Mathieu Ripert on Instacart's Machine Learning Optimizations
Instacart is an online delivery service for groceries under one hour. Customers order the items on the website or using the mobile app, and a group of Instacart’s shoppers go to local stores, purchase the items and deliver them to the customer.
InfoQ interviewed Mathieu Ripert, data scientist at Instacart, to find out how machine learning is leveraged to guarantee a better customer experience.
InfoQ: What architecture are you using to process event data and what is the data volume/ throughput?
Ripert: First, we have a distributed architecture. Our system is split on business domain (Catalog, Logistics, Shoppers, Partners, Customers, etc.), as this allows each domain to be developed and deployed independently, and ensures a clear primary owner for the code and models within. Each domain has its own data stores, and we use RabbitMQ to facilitate communication between domains.
We use PostgreSQL for our production database and Amazon Redshift for offline analytics. Data is partitioned by day or week depending on the quantity of data. For example, for our fulfillment engine, we track GPS locations of all our shoppers in real time, which represents around 1GB / day of data, and this data is partitioned by day.
InfoQ: Instacart delivers groceries within an hour. How do you test sensitivity changes in your models and ensure they can reliably generate predictions once deployed?
Ripert: First, we backtest our models extensively using historical data. This helps us to ensure we have models that perform well on the data they were trained on, but also on data reserved over the same time period and from time periods in the future. Our models are retrained daily to account for new and trend changes.
Then, in production we track the performance of the models using multiple statistics (e.g., both the RMSE and also the MAE for a regression model). We have an internal query tool that can easily compute statistics like this on production data and throw alerts whenever statistics deviate from the norm. Finally, we have operations teams who watch markets, and make real-time adjustments to predictions using our interfaces if they see sudden changes in performance due to inclement weather or other special events. We are working towards automating more of those adjustments as well.
InfoQ: XGBoost library for Gradient Boosting, is applied in supervised learning to create tree ensembles. How are you using this software library to optimize the overall delivery time?

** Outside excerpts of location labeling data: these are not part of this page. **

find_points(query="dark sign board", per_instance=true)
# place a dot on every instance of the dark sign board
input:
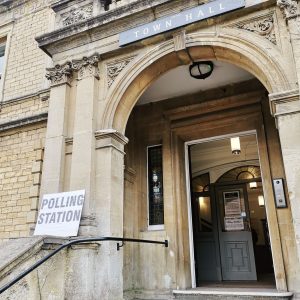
(183, 18)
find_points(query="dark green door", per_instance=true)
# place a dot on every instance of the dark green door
(223, 244)
(235, 236)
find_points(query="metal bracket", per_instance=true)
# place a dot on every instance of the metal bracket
(120, 246)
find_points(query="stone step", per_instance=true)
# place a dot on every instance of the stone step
(231, 294)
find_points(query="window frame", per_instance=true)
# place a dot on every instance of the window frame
(5, 34)
(156, 227)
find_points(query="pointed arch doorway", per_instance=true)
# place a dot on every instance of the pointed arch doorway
(228, 217)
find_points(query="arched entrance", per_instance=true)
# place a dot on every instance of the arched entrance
(230, 228)
(247, 54)
(131, 84)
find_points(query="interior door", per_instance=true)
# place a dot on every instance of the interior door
(205, 231)
(235, 237)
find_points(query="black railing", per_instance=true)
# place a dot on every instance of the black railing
(74, 242)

Ripert: In a given market, we might have thousands of deliveries to do in the next few hours, and hundreds of personal shoppers on shift and able to fulfill orders. Our fulfillment system needs to decide in real time how to combine orders into batches of deliveries that in-store shoppers can shop for in store, and delivery drivers can pick up and deliver to customers' addresses. Our objectives for this system are to: (a) ensure that the customer gets the groceries they ordered, (b) ensure that the delivery is made within the one-hour window the customer selected at checkout, (c) ensure that the shoppers can be as efficient as possible, allowing us to take even more orders from customers.
Predictions from GBM models are used to estimate how long any given shopper will take to either shop for an order in a store, or to deliver an order to a customer's address. In part, those predictions are crucial for ensuring that the decisions we make for fulfilling orders result in deliveries being made on time. But perhaps even more importantly, these predictions let our optimization algorithms know which combinations of shoppers and deliveries will allow us to move as fast as possible as a system – ultimately increasing our speed.
InfoQ: XGBoost can be used with distributed processing frameworks like Apache Spark and Apache Flink. What does your setup look like and how do you ensure your models are computed in a timely fashion?
Ripert: For fulfillment we have been able to build models on single instances, using the multi-core processing supported in XGBoost natively. In part, this is possible because we can build separate models for separate regions, since combining far-flung regions won't improve generalization performance significantly as the most important features are local time and space effects.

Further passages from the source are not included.